Bunny Chow in South Africa
Curry can be traced back from to times in this area. The history starts in the mid-1600s with the Dutch East India Company, which at that time were facilitating trade between Europe and Southeast Asia. During this period they brought labors from India, Madagascar and Indonesia, which contributed to a new style of cooking.
Then the story continues with the British Empire which took over the Cape and brought thousands of Indians to work in plantations. One of the most loved dishes is the Durban curry, that is often made with lamb, chicken crab and fish.
The famous “bunny chow” is also another famous dish in this country, it is a bread bowl filled with curry stew. This dish was created by the Indian population of Durban, at the time they were working in sugarcane fields and since there were no shops around, they had to carry their lunch to work. Therefore this dish was evolved due to necessity. In addition to lamb, the curry is also made with goat, beef or chicken.
Last year in 2020 the winner of the “14th annual Coca Cola Bunny Chow Barometer Challenge” was the authentic Indian restaurant “Jeera`s” with head chef Prenolan Naidoo. Their dishes are prepared with fresh ingredients and the chef’s signature blend of spices.
· 6 large cloves peeled garlic
· One 3-inch piece peeled fresh ginger
· 1⁄4 cup plus 2 Tbsp. canola or olive oil
· 2 large white onions, chopped (about 3 cups)
· 4 bay leaves
· 2 small cinnamon sticks
· 1 tbsp. ground turmeric
· 1⁄4 cup plus 1 Tbsp. garam masala
· 3 medium tomatoes, chopped (2 cups)
· 2 1⁄4 lb. boneless mutton or lamb shoulder, cut into 1-inch cubes
· 2 tbsp. kosher salt
· 3 medium russet potatoes (1 3/4 lb.), peeled and cut into 1-inch cubes
· Leaves from 12 sprigs fresh cilantro
· One 1-pound loaf unsliced white bread, cut crosswise into quarters
1. In a small food processor or mortar and pestle, add the garlic and ginger and pulse or pound until a paste forms. Set aside.

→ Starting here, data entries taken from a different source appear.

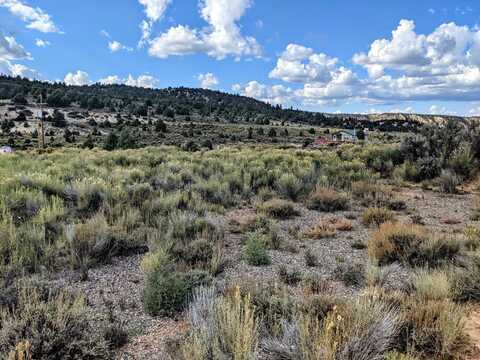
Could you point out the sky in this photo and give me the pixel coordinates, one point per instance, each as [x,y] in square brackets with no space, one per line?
[349,56]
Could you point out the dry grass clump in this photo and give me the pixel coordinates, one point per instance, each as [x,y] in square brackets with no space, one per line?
[255,251]
[434,329]
[327,200]
[377,216]
[278,208]
[363,329]
[375,195]
[226,327]
[472,235]
[289,277]
[49,325]
[410,244]
[342,224]
[430,285]
[466,282]
[321,230]
[351,274]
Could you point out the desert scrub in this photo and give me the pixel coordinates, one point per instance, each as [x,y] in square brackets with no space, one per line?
[322,229]
[289,277]
[49,325]
[410,244]
[433,329]
[278,208]
[226,326]
[472,238]
[365,329]
[167,291]
[290,186]
[377,216]
[432,285]
[327,200]
[255,252]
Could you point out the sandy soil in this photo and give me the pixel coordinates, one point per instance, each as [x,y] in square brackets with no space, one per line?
[121,283]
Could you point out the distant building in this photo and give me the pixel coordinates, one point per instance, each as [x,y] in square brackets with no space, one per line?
[6,150]
[321,142]
[345,136]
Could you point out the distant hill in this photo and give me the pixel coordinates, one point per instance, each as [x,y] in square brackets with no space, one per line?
[196,104]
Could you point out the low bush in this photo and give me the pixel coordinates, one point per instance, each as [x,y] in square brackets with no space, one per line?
[255,250]
[472,235]
[390,277]
[362,329]
[432,285]
[289,277]
[167,291]
[466,282]
[278,208]
[311,260]
[351,274]
[321,230]
[49,325]
[377,216]
[327,200]
[410,244]
[448,182]
[434,329]
[342,224]
[290,186]
[227,327]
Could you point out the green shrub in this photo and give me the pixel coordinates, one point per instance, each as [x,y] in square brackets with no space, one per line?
[311,260]
[328,200]
[278,208]
[434,329]
[292,277]
[167,291]
[462,161]
[290,186]
[448,182]
[466,282]
[255,250]
[351,274]
[49,325]
[377,216]
[410,244]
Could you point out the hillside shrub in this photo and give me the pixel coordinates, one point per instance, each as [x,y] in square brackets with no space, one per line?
[255,250]
[376,216]
[278,208]
[327,200]
[49,325]
[410,244]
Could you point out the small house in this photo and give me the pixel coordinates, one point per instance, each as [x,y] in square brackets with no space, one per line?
[320,142]
[6,150]
[345,136]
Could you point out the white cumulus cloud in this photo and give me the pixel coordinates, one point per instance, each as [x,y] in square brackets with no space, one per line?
[36,18]
[208,80]
[42,43]
[143,81]
[220,39]
[116,46]
[154,10]
[78,78]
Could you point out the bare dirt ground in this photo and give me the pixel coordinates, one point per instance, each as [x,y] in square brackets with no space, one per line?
[119,285]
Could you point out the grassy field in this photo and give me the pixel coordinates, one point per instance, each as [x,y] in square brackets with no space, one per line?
[78,210]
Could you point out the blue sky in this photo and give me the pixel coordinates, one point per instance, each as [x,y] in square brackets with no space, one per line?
[334,56]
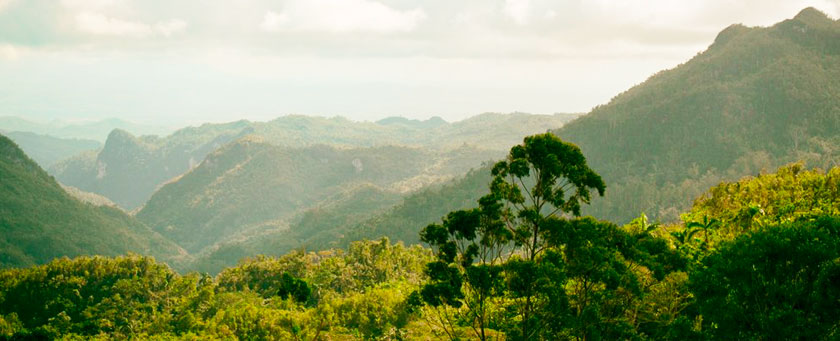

2. In a large (8-quart) Dutch oven or heavy-bottomed pot, heat the oil over medium heat until it shimmers. Add the onions, bay leaves, cinnamon sticks, and turmeric and cook, stirring occasionally, until the onions are softened, about 5 minutes. Stir in the garam masala and 1⁄4 cup of the garlic-ginger paste (reserve any remaining paste for another use); cook for a few seconds, stirring to prevent the spices from burning. Add the tomatoes and bring to a simmer; let cook for 5 minutes. Add the mutton and salt, stirring to coat the meat in the sauce and distribute the seasoning. Simmer, stirring occasionally, 15 minutes. Stir in the potatoes and 2 cups water; bring to a boil, then reduce to a simmer. Cook, uncovered, until the meat is tender and potatoes are soft, about 40 minutes.
3. To serve, cut out most of the center of each bread quarter and reserve it whole, making sure to leave some bread at the base of each. Divide among 4 plates and fill the bread bowls with the curry mixture. Garnish with the cilantro, and top or serve with the reserved bread pieces.